Lysozyme enriched tyrosine surface protected gold nanoparticles: Potent antimicrobials against multi-drug resistant bacteria

A. Umapathi, H.K. Daima
Amity University Rajasthan,

Keywords: Tyrosine, gold nanoparticles, lysozyme, MDR potency, toxicity


The development of multi-drug resistance (MDR) in a range of bacteria towards available antibiotics is taking us back to the pre-antibiotic age. The occurrence of nosocomial infections is making the prosthesis implementations and the surgical interventions troublesome. Therefore, there is an urgent need to counter these problems, and designer made functional nanomaterials are getting attention due to their improved pharmaceutical potency and unique physicochemical properties (1,2). In the present research, we demonstrate a strategy to prepare tyrosine amino acid protected gold nanoparticles (AuNPsTyr) (3,4), which are further enriched with lysozyme to develop higher potency towards multi-drug resistant bacteria.
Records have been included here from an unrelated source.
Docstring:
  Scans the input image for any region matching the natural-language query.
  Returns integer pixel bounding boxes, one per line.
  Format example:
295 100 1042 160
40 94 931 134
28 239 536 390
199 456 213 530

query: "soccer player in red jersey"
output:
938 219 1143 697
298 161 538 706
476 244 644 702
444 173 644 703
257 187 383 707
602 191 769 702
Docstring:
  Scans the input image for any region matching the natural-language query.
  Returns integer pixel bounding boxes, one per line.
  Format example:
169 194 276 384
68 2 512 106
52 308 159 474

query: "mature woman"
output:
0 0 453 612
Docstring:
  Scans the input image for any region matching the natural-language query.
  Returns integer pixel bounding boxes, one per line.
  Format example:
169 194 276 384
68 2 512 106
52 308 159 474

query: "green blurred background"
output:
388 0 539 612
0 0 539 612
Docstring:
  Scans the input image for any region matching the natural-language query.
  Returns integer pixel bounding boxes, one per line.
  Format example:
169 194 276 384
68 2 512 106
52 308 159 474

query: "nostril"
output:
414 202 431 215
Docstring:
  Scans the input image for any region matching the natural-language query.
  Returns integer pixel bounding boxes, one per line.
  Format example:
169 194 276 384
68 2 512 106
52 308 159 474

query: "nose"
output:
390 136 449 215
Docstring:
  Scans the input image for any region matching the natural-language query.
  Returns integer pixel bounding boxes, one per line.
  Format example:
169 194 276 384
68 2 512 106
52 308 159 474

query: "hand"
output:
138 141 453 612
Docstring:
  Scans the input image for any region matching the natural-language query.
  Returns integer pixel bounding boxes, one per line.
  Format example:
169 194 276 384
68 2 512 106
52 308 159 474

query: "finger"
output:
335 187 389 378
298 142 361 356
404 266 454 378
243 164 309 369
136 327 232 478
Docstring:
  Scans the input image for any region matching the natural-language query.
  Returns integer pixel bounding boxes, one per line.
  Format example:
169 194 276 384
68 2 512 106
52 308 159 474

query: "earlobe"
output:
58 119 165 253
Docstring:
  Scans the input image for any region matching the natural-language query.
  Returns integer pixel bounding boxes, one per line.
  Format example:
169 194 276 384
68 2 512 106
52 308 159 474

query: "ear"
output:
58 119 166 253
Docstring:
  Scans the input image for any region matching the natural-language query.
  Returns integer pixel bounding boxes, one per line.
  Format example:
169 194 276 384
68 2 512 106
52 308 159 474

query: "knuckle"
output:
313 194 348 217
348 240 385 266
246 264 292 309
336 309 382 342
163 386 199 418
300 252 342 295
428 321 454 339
These nanoparticles are characterised for their size, shape, surface charge, hydrodynamic radius, and optical properties. Stability of these nanoparticles are confirmed in a range of biological fluids, and bacterial growth media. Currently, we are investigating the MDR potency of these nanoparticles against a range of microbial systems. Additionally, the toxicity of these (AuNPsTyr and AuNPsTyr@Lyso) nanoparticles are being assessed on mouse fibroblast cells. References: 1. Navya PN, H.K. Daima. Rational engineering of physicochemical properties of nanomaterials for biomedical applications with nanotoxicological perspectives. Nano Convergence, 3 (1), 2016, pp. 1-14. 2. H.K. Daima, V. Bansal. Chapter-10: Influence of physico-chemical properties of nanomaterials on their antibacterial applications, Nanotechnology in Diagnosis, Treatment and Prophylaxis of Infectious Diseases, 2015, pp. 151-166. Book published at Boston by Academic Press/Elsevier, edited by Mahendra Rai and Kateryna Kon. 3. K. Dubey, B. G. Anand, R. Badhwar, G. Bagler, Navya PN, H.K. Daima, K. Kar. Tyrosine- and tryptophan-coated gold nanoparticles inhibit amyloid aggregation of insulin. Amino Acids, 47 (12), 2015, pp. 2551-2560. 4. H.K. Daima, PR. Selvakannan, R. Shukla, S.K. Bhargava, V. Bansal. Fine-tuning the antimicrobial profile of biocompatible gold nanoparticles by sequential surface functionalization using polyoxometalates and lysine. PLoSOne 8 (10), 2013, pp. 1-14.